しかしその反面、膨張を続ける医療費についてもしっかり考える必要があるといえます。これまで15年ほど開業医をしてきた筆者の経験から申し上げると、どこまで大胆な規制緩和を行えるかが、問題解決に迫るポイントとなるでしょう。しかし、既得権益を守るため改革に反対する層も存在することから、状況を動かすのは簡単ではなく、すぐには変わらないのではないかと思います。

医師たちが模索する、キャリア形成・幸福への道筋

前述したオンライン診療ですが、この普及・浸透を目指す理由のひとつに、医師の偏在化の問題もあるといえます。筆者の個人的な意見ですが、一般的な会社員の方々にさらに輪をかけて、医師は都市部の居住にこだわる傾向があると思われます。考えられる理由は3つです。

 

一つ目は「子どもの教育環境」です。

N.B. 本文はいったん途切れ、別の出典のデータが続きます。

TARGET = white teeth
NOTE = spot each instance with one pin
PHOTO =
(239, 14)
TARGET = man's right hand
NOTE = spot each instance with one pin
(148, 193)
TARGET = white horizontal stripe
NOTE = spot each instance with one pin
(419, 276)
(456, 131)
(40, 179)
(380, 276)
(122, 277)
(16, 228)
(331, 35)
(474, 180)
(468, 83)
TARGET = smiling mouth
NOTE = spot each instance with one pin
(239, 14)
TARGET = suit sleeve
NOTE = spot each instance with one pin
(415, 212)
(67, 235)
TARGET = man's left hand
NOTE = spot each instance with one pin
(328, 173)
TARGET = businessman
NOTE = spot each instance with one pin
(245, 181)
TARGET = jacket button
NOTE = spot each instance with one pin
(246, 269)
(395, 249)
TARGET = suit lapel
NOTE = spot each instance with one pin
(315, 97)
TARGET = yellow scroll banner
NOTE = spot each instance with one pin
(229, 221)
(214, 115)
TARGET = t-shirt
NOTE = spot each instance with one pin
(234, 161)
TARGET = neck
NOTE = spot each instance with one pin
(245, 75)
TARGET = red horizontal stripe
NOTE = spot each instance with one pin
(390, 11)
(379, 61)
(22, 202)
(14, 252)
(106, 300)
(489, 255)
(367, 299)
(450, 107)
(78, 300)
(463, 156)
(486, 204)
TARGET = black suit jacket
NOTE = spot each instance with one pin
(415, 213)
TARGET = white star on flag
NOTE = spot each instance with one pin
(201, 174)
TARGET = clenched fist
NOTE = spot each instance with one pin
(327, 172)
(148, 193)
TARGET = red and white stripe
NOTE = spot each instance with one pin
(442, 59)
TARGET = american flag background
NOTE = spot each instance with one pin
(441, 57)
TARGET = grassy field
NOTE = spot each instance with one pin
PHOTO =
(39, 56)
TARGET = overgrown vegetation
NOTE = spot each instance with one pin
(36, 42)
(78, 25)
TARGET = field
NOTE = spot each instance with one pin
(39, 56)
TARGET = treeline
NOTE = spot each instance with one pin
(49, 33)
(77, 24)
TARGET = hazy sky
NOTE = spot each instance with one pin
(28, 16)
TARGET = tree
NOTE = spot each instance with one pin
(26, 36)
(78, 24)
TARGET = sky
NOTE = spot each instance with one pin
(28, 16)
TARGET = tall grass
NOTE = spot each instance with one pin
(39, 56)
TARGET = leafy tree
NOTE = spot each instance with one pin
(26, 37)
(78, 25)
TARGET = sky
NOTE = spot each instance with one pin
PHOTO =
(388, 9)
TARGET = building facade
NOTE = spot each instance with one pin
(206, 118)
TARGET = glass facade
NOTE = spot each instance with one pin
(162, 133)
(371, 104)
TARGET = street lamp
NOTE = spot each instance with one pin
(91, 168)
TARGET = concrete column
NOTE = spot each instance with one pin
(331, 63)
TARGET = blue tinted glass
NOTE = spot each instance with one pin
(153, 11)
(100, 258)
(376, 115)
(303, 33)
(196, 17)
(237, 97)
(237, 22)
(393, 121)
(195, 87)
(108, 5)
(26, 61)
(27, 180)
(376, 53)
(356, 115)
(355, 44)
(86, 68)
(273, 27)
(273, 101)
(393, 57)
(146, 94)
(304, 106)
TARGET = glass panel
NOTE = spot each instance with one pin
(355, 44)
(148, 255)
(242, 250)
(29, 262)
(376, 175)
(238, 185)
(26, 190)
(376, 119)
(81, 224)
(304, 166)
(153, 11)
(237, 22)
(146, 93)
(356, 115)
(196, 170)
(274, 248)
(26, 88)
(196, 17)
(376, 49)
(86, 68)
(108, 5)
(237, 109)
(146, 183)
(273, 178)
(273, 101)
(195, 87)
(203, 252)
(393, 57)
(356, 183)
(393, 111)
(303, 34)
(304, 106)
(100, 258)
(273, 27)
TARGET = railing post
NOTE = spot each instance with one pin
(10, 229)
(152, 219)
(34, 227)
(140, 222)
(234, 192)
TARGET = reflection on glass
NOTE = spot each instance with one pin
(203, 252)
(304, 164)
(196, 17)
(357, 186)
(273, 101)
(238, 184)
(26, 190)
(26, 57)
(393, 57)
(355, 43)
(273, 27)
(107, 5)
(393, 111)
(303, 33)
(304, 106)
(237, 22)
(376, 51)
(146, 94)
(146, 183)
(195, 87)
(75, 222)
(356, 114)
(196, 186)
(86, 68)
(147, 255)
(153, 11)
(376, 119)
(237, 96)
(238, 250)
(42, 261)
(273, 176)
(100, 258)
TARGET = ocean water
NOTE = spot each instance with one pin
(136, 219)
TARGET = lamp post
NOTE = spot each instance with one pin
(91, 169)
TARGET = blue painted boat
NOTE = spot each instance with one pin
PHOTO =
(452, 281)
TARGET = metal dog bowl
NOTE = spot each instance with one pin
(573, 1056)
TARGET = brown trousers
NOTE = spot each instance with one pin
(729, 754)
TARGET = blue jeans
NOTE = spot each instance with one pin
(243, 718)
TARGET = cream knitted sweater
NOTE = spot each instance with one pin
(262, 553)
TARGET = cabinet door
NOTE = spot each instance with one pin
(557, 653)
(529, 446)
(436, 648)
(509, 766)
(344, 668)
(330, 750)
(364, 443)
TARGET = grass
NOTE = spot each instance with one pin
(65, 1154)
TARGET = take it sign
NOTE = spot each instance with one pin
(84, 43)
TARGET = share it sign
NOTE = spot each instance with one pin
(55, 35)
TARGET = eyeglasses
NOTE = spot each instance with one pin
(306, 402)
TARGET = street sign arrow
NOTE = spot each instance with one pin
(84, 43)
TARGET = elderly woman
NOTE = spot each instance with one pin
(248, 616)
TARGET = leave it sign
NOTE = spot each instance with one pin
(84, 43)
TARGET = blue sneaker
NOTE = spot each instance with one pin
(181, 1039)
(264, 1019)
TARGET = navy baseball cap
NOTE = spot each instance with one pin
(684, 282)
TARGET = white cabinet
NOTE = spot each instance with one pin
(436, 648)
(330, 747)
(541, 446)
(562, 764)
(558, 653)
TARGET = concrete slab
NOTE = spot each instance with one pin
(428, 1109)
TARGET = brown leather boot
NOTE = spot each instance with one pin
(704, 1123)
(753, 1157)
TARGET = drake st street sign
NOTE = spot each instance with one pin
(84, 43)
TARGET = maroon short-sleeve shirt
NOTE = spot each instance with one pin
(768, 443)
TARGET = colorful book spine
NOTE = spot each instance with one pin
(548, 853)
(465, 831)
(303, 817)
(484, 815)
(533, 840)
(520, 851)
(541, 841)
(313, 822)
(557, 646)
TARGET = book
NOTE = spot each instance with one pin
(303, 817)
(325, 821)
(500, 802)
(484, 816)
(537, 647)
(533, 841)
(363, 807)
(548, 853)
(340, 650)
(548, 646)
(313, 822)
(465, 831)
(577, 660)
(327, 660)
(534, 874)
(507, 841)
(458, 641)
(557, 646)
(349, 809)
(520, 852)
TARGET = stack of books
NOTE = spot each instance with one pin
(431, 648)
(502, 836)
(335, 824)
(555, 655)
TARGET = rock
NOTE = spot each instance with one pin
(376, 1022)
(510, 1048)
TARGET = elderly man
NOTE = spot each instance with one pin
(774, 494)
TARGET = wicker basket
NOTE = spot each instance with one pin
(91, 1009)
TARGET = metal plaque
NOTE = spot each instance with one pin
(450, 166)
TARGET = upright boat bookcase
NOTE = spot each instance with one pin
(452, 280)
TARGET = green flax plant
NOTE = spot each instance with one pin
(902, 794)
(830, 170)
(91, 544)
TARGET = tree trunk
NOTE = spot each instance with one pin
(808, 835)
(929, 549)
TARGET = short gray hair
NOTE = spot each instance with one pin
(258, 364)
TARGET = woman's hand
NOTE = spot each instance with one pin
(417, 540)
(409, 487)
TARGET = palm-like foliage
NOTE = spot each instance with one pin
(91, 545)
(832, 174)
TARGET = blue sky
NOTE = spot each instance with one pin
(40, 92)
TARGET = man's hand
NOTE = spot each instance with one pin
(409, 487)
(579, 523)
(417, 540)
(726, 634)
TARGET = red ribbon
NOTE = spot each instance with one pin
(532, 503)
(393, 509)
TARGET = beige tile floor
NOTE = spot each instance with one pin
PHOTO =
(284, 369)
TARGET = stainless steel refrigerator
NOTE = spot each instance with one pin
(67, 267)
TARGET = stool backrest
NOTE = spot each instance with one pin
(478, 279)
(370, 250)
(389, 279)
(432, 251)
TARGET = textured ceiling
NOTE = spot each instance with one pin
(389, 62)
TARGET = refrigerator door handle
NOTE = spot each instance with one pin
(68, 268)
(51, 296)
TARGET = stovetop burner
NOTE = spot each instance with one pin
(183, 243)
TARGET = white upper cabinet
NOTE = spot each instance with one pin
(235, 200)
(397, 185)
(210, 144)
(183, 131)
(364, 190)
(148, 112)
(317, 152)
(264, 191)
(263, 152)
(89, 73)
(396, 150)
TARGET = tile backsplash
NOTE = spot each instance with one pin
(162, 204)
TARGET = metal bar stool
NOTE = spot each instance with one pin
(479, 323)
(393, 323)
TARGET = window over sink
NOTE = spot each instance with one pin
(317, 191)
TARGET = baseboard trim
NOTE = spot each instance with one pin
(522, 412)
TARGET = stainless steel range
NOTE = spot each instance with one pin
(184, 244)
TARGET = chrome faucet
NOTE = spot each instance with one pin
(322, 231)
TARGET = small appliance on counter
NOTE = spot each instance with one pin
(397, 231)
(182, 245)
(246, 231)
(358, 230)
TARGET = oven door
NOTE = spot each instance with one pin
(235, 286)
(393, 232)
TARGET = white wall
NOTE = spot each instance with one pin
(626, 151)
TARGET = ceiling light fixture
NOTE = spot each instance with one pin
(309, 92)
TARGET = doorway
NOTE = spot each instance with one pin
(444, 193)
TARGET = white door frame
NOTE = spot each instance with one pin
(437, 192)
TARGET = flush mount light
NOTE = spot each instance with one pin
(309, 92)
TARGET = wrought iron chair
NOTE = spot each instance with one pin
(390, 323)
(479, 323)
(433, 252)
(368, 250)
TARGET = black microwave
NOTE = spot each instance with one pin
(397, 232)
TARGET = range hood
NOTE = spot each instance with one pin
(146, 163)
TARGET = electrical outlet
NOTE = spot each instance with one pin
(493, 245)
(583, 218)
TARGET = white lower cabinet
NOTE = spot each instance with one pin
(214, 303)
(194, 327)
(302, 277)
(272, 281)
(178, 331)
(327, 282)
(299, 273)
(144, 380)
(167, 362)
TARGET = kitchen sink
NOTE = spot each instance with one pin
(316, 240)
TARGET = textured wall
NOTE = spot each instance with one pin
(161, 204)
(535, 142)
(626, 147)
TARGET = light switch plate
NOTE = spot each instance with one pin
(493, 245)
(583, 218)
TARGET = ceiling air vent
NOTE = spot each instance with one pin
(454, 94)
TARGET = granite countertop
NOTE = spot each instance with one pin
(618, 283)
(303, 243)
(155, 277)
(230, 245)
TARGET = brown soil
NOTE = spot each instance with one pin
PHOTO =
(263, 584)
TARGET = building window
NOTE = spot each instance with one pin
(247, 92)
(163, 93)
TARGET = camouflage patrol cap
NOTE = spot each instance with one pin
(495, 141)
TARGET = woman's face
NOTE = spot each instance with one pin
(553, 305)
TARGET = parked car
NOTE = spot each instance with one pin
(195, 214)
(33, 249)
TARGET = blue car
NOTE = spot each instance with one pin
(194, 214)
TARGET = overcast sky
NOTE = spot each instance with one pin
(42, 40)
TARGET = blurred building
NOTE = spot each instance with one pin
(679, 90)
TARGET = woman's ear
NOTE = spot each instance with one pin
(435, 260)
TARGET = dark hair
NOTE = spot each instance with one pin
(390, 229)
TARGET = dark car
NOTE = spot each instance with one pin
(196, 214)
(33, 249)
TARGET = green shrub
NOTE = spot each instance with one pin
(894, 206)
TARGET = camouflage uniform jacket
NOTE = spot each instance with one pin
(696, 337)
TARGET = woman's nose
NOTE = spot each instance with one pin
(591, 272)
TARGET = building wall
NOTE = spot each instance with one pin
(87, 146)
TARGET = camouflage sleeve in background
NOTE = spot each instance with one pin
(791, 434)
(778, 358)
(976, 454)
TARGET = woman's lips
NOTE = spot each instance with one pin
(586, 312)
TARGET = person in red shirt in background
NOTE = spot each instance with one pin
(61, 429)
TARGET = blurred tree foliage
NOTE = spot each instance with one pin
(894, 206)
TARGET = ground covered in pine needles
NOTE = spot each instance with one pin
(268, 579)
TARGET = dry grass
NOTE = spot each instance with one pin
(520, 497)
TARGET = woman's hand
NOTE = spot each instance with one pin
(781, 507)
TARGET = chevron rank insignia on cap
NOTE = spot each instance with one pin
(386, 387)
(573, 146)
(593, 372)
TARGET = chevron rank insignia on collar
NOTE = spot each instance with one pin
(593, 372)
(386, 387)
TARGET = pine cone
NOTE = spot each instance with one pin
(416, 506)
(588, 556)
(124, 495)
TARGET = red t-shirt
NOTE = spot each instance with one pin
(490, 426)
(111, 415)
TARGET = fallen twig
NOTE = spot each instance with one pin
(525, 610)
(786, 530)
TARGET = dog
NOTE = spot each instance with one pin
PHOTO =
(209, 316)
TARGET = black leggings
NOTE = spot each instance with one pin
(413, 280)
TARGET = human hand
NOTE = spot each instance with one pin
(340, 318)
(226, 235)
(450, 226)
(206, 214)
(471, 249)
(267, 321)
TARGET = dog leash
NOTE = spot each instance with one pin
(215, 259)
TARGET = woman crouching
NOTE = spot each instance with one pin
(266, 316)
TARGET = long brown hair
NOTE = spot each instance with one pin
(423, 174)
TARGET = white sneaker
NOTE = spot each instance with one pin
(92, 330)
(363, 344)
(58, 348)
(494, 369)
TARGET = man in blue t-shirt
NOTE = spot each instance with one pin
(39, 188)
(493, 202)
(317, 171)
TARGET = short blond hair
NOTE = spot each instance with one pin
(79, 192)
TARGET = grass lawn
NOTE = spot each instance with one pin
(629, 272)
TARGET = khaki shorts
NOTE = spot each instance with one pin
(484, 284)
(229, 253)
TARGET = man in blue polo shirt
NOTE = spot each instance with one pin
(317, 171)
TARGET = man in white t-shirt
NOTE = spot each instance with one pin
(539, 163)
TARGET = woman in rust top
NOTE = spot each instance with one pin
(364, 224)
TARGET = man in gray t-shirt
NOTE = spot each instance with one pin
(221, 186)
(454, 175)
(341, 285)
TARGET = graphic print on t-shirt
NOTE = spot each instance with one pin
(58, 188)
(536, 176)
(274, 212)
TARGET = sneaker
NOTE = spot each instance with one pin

医師の家庭では、よい教育は、偏差値の高い学校に行かせることだと考えられている節があります。そのため、どうしても進学先の選択は都市部に偏り、塾ひとつをとっても、都市部のほうが選択肢が多いと思われるようです。個人的には、偏差値の高い学校に行くことが受験の目的になってしまうことには賛同できませんが…。

 

二つ目は、「よりよいサービスを受けるための環境」を求める点です。それなりの資産がある方の場合、衣食住に一定以上のクオリティを求めることが多く、また、お金をかけてさまざまな楽しみを享受することが可能です。当然ですが、地方より都市部のほうがこれらの選択肢が多くなります。よりよいサービスを受けられる環境に暮したい、家族を住まわせたいと思うことも理由なのではないかと思われます。

 

三つ目は、「環境による医師同士から得られる情報の差」です。医師がスキルの向上やキャリアアップを目指すとき、周囲に情報共有・情報交換できる人が少なければ、得られる情報も限られてきます。いわゆる大病院にいるほうが、多くの医師とコミュニケーションをとることができ、情報も得やすいといえます。極端な話、過疎地に1人きりで身を置くような状況では、情報のキャッチアップやアップデートにも問題が出てきてしまいます。

 

日本は人口密集地と過疎地に二極化しており、現実的に考えるなら、過疎の進んだエリアにインフラを供給し続けることは、いずれできなくなるでしょう。医療機関だけでなく、交番や郵便局、商店にいたるまで、すべてに当てはまる問題です。

 

クリニックの経営目線で見るならば、地方の病院は医師集めに苦労し、逆に都会の病院の方が無理なく採用しやすくなると思われます。

 

東京や大阪等、過密化が進む都市のクリニックの場合、医師の採用を容易にするためには、クリニック自体の収支と経営が安定していることが重要です。

 

また、地域に根差した、地域から信頼される病院づくりの重要性は、これまで以上に広く認識されています。そこには健全な資本主義が作用すると思われますが、クリニックの経営者側からすると、病院の偏在化が自身のクリニックに及ぼす影響とその対応策は、大きな課題なのです。